Just as data scientists use tools like Google’s TensorFlow, Numpy, Scikit-learn, and Pandas to boost their data-crunching prowess, cybercriminals are also powering up with modern malware toolkits like Trillium, Zeus, and Angler, Peterson says. “Malware authors can inflict far more damage with the assistance of toolkits than they could with their own individual skillsets,” he writes. ” Machine learning tools are force multipliers for those of us in security roles. We would be negligent to assume that cybercriminals are not also adopting these powerful tools.”
When you realize that AI has already gotten smart enough to start creating its own encryption, then you realize how sophisticated and believable the malicious chatbots will likely become.
“We’ll have a lot of problems with authentication and making sure the person you’re talking to on the other end is the person you want to talk to, and is not AI that’s been trained to do it,” Murphy says. “They’ll just hit you every angle—phone, email, text messages, all that stuff.”
How do you protect yourself from the identity-sucking AI bots? Murphy says being tech savvy enough not to click on malicious hyperlinks or to not talk with the nice sounding man who called from Microsoft Technical Support may not be enough. In fact, it may be too late to put the genie back in the bottle.
The big problem, Murphy says, is that consumers have become accustomed to getting apps and services for “free.” The fact that consumers are paying in other ways—namely, by giving Web giants access to much of our data—will ultimately prevent any mass rollback of consumer data availability to legitimate online players and digital ne’er-do-wells alike.

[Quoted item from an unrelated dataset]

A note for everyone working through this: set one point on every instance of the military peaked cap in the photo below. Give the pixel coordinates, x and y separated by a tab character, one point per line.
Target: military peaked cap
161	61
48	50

The only way to stop this, Murphy says, is for people to take security seriously by limiting their sharing of data and insisting on encrypted communications. In short, it’s by bringing privacy back into the game.
“They [the web giants] made billions by not having privacy—by, in fact, selling your data to advertisers–so of course they’re not going to be interested in doing that,” he says. “It’s going to be a fight against the tech giants and a fight against the common trend of capturing as much data as humanly and technologically possible…. Reducing privacy and reducing security will only harm us in the long run.”